Multiple sources have reported that, as of Friday, June 23, plans remain in place to hold a Pride march in Istanbul on Sunday, June 25, despite a right-wing threat to disrupt it. According to the event organizer, the group has not received any communications from the government indicating the march will not be allowed to take place; since 2014, the government has blocked the annual event for purported security concerns.
This year’s Pride event comes as the Muslim holy month of Ramadan, which began on May 27, comes to an end at sundown on Saturday, June 24, or Sunday, June 25 (depending on the moon). During this time, operations in Turkey will come to a virtual standstill as Muslims gather to pray and celebrate with family and friends in observation of Eid al-Fitr to mark the end of Ramadan. Past instances of violence directed at individuals perceived to be not adhering to religious customs during Ramadan have occurred in Istanbul, which could further aggravate tensions if the Pride march goes ahead as planned.
Turkey also remains under a state of emergency, implemented in the wake of the failed coup d’état in 2016, giving police expanded powers to detain people without due process.
Pride events were banned by Istanbul’s governor in 2015 and 2016, allegedly due to security concerns. In 2016, police used tear gas and rubber bullets to disperse crowds of people who tried to hold the march despite government orders. Several people were detained.
Conservative religious citizens often take issue with the public display of homosexuality and past parades have been met with protests and clashes with police. Homosexuality is not a crime in Turkey, as it is in some Muslim-majority states, but homophobia is still widespread among the more conservative portions of the population.
Those present in Istanbul should avoid all demonstrations and anticipate transportation disruptions if Pride events do occur.

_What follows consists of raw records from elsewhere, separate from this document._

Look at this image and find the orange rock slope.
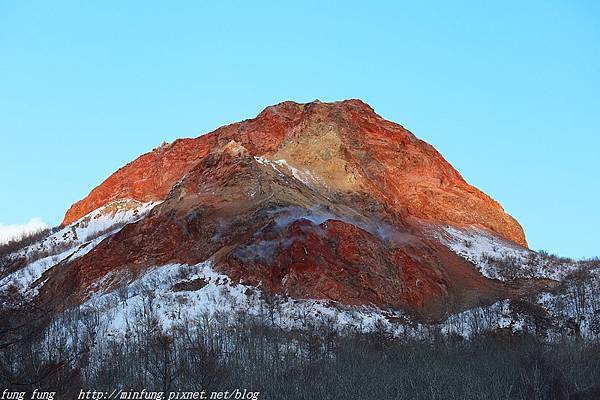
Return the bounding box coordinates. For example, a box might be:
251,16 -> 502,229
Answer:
45,141 -> 508,319
35,99 -> 534,320
62,99 -> 526,247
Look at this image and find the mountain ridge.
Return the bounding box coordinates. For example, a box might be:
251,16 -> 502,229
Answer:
2,99 -> 599,348
16,99 -> 543,321
62,99 -> 527,248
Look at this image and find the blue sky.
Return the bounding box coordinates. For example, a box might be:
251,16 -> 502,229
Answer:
1,1 -> 598,257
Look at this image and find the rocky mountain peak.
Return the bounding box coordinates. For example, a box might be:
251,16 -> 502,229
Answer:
61,99 -> 526,248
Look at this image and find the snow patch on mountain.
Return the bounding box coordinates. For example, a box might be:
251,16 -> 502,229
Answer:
436,226 -> 578,281
0,200 -> 158,300
78,260 -> 600,342
81,261 -> 409,337
254,156 -> 323,188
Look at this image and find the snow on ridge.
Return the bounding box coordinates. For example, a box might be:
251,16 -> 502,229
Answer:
436,225 -> 579,281
273,159 -> 323,188
254,156 -> 323,188
436,225 -> 530,280
0,199 -> 159,300
18,199 -> 158,259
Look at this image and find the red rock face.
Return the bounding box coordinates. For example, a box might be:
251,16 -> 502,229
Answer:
61,102 -> 303,225
62,100 -> 526,247
43,99 -> 531,320
220,218 -> 502,318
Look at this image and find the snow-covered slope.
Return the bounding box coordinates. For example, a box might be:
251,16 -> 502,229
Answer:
436,225 -> 579,281
0,199 -> 158,300
65,257 -> 600,342
5,218 -> 598,343
3,200 -> 597,342
81,261 -> 406,337
430,225 -> 600,339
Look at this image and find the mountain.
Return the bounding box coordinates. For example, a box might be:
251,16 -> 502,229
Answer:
1,100 -> 598,339
63,100 -> 526,247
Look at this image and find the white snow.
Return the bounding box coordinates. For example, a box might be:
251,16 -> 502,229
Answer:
26,199 -> 156,258
40,256 -> 600,342
254,156 -> 323,188
0,199 -> 158,300
440,300 -> 526,338
436,225 -> 579,281
5,200 -> 597,343
84,260 -> 596,341
81,261 -> 408,337
273,159 -> 323,187
0,248 -> 73,299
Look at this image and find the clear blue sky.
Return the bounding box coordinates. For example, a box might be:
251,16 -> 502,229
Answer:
1,1 -> 598,258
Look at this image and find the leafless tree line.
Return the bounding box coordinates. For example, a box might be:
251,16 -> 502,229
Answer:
1,291 -> 600,399
0,251 -> 599,399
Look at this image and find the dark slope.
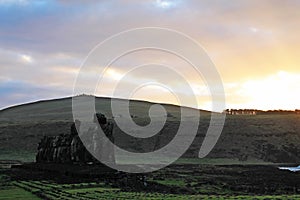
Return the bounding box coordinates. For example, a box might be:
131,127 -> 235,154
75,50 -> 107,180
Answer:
1,96 -> 300,164
0,96 -> 209,161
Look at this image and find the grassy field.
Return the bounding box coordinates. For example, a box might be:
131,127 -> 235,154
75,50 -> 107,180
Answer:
0,186 -> 40,200
174,158 -> 274,165
2,162 -> 300,199
1,96 -> 300,164
0,175 -> 299,200
1,177 -> 300,199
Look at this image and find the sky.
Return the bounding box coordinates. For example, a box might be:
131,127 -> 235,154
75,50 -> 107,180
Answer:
0,0 -> 300,111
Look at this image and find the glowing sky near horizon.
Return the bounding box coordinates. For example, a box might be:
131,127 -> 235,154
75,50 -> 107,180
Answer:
0,0 -> 300,111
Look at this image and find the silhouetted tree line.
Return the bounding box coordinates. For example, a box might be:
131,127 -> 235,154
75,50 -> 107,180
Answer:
224,109 -> 300,115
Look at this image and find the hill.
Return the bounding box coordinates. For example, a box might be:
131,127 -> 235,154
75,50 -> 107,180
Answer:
0,96 -> 300,164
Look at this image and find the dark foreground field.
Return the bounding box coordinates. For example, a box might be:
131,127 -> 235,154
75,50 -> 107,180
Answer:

Due to the prevailing threat of terrorism, report any suspicious objects or behavior to the authorities and maintain a high degree of vigilance, especially when visiting sites deemed particularly vulnerable to an attack (public transportation, train stations, ports, airports, public or government buildings, embassies or consulates, international organizations, schools and universities, religious sites, festivals, etc.). Some Western governments advise against travel to areas along the Syrian and Iraqi borders.